She spies the box on the top of the shelf in “her” room (I call it the “Spare Oom,” kindred Narnians):
“What’s that game, Franna?”
“Oh, that’s Yahtzee. I used to play it all the time when I was growing up.”
“How do you play?”
Sounds like an invitation to me.
I reach past Spy Alley, Catchphrase, Trivial Pursuit, the chess set, and Twister (that game floored her. Really. Not just trying to be punny).
Dear old Yahtzee.
The dice rattle inside the box…and I remember…
Whole afternoons elapsing on the worn living room rug, sunlight waning behind the lace curtains, sometimes distant thunder beyond the rain-slapped windows, none of it mattering in the wide circle of lamplight where my sister and I hunched over the scorecards.
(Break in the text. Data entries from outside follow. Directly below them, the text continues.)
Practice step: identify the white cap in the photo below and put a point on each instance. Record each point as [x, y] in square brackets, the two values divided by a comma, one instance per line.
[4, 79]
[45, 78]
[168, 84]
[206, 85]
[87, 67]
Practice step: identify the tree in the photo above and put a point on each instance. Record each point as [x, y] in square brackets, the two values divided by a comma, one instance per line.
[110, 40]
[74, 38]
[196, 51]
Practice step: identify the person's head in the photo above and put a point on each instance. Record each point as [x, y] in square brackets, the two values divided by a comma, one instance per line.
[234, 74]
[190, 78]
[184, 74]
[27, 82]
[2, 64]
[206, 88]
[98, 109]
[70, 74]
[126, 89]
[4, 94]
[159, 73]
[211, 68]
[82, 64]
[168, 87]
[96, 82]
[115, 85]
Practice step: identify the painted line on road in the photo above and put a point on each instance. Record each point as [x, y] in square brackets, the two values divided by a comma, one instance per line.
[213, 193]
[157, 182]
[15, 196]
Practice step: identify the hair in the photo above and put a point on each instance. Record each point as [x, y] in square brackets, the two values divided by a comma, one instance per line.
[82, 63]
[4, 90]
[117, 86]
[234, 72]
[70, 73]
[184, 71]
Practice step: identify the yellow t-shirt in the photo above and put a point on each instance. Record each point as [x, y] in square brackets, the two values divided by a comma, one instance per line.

The exultant cry or groan of despair, depending on whose throw landed all five dice on the same number. Yahtzee!
Evenings in my aunt’s spotless, light-dimmed, vanilla-scented den, legs criss-crossed, drinking Dr. Pepper in glasses with curiously-cylindrical ice cubes clinking (ice-makers were uncommon, then). The lovingly-fierce competition between my young aunt and uncle, their laughter, their encouragement: Good choice, Hon. Sometimes you just have to take it on Chance…
The look of perplexity on kids’ faces at math camp when I bought out the box after a lesson on probability; their brows furrowing as they learned the terminology: three of a kind, four of a kind, full house, small straight, large straight; their faces soon glowing with new zeal; shouts of YESSSS! accompanying fist punches in the air…
Hours at the kitchen table, the warmth of butter-yellow walls, my mother blowing on the dice, sending my sister and me into giggles; we start blowing on our dice, too. Come on, sixes, come on, sixes…years later, as I leave the house for a date: my mother at the kitchen table with a friend from across the street, whose story I never fully knew, only that she’d suffered a mental breakdown and had been taken in by relatives. Her hands shake as she lights one of my mom’s Salems, blue eyes wide and a little too bright, a nervous smile flickering across her face as the dice roll in her favor. Swirls of white smoke heavy in the air, floating after me on the sound of my mother’s cackling laughter, hilarious in itself, uniquely uninhibited, ever-gleeful…
So much depends on the rolling of the dice, on the way you choose to take what comes.
I lay out the pencils and scorecards, scoop up the dice, place them in my granddaughter’s little cupped hands.
“All right, Baby. Let me show you how to play.”
*******
The annual Slice of Life Story Challenge with Two Writing Teachers is underway, meaning that I am posting every day in the month of March. This marks my fifth consecutive year and I’m experimenting with an abecedarian approach: On Day 25, I am writing around a word beginning with letter y.